If only doing so wasn't guaranteed to kill me.
Sable gave me a disbelieving look. "Well, she's your typical twenty-something-year-old," she said, then started swiping through screens. "I mean, she has a public Instagram account. Tracing the rest of her life shouldn't be too hard."
"Are you fucking kidding me?" I reached over and grabbed her phone to see for myself. I found myself confronted with photographs taken of cream-colored paper—pages from books—stained by streaks of highlighters over declarations of love, occasionally outlined by tiny red hearts. "This...is hers?"
"Yep," Sable said definitively. "Let me back up a bit—how old is this girl?"
"Twenty-three," I muttered, and added, "Don't look at me like that," without looking up.

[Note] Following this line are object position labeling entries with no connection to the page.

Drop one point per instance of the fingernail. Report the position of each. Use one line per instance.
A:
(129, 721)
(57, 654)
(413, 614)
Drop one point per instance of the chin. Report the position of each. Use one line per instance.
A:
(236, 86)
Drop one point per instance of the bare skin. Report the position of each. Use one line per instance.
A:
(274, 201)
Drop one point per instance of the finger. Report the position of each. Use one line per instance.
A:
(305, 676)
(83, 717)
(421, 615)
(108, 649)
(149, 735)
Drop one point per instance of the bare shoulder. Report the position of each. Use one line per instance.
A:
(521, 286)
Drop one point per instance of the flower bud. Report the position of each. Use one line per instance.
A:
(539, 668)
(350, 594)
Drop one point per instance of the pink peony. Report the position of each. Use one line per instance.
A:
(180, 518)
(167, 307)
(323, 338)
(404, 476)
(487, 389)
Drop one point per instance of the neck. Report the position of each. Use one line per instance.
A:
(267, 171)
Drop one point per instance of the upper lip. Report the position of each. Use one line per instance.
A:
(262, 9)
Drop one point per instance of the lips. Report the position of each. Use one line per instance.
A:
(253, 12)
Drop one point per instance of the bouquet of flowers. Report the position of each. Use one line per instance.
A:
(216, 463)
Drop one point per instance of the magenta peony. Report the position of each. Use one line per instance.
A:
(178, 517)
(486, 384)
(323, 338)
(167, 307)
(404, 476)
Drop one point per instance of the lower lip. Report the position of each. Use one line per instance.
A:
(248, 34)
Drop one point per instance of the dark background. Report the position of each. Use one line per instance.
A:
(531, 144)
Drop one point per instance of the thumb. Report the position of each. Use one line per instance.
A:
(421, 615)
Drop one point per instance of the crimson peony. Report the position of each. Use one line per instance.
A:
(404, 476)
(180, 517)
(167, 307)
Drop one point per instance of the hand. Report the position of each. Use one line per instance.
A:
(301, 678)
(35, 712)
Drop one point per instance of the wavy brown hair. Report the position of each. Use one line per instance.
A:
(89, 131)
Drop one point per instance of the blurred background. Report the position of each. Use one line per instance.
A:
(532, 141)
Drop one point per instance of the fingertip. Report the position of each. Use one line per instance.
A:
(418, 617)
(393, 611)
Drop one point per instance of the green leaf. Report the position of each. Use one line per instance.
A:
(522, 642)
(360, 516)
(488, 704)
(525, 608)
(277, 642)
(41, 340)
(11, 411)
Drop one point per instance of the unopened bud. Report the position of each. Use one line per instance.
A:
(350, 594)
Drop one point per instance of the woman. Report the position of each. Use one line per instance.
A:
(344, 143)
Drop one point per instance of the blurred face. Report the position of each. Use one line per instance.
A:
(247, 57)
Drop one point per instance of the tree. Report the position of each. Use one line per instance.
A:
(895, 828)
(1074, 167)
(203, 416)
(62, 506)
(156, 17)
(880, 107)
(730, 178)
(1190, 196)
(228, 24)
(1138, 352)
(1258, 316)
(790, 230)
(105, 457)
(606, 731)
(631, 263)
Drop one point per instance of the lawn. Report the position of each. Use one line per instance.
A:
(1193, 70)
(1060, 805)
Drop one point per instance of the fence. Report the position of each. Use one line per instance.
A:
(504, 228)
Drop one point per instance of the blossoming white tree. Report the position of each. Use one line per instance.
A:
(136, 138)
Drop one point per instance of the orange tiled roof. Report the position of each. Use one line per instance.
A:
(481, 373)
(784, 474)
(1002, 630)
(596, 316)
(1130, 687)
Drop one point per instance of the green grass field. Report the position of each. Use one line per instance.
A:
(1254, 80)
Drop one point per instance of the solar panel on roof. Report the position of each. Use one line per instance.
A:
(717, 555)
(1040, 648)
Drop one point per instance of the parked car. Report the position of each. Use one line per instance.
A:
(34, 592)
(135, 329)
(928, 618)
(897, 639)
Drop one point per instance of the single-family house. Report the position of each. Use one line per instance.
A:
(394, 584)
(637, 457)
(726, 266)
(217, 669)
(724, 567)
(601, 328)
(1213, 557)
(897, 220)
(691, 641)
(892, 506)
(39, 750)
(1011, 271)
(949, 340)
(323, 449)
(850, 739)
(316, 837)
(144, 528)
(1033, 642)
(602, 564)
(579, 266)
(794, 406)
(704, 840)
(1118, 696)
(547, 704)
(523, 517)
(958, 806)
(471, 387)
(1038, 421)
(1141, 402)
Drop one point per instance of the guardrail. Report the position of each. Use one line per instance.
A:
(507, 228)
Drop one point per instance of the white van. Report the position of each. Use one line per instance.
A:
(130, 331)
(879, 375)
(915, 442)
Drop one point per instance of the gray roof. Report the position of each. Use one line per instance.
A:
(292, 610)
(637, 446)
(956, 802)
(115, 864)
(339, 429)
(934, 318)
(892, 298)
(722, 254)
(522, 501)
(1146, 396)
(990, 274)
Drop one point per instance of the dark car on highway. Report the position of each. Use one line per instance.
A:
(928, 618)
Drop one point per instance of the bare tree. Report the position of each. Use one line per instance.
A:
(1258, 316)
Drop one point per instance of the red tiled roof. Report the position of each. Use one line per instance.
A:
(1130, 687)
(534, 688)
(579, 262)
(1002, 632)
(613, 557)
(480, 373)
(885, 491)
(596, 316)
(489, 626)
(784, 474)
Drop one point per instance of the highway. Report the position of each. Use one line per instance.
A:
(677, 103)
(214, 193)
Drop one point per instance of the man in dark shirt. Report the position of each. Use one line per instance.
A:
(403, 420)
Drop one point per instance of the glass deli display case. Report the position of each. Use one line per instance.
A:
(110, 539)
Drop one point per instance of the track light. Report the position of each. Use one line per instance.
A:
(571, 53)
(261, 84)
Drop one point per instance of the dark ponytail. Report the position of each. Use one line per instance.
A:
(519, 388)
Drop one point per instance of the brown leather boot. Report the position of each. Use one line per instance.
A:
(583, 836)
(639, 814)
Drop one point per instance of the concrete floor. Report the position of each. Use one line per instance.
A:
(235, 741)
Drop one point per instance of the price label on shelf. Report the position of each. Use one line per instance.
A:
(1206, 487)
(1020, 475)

Sable took a few bites of her lunch while I scrolled. Lia's feed of quotes and quips from books was like being in a Hallmark store on Valentine's Day. At least she was smart enough to not have her face in any of the photos—but what the fuck was the rest of this shit?
"Not real prime FBI material there—unless it's the world's best cover? Maybe she highlights things in code," Sable said, leaning over to snatch her phone back, after dabbing at her face with a napkin. "I hope you know this means we're married now. I never let anyone else touch Margaret."
"If you get that desperate for health insurance, let me know, I know a guy who knows a guy," I said, in the most mobster accent I could manage, and she laughed.
"Seriously, Rhaim," she said, shaking her phone between us. "You want me to go the full nine yards on this girl? I almost feel bad for her already. And what'll you do if I find something?"
Lia clearly believed in love—and a lot of people had done dumbass shit for love before, me included. "That'll be for me to decide."
Sable pocketed her phone and then looked at me with pursed lips. "I don't know how to say this without making it sound weird—but I like you living. So don't fuck this up, please."
I snorted, and stood, dropping enough cash on the table to cover everything for both of us. "I'll try not to."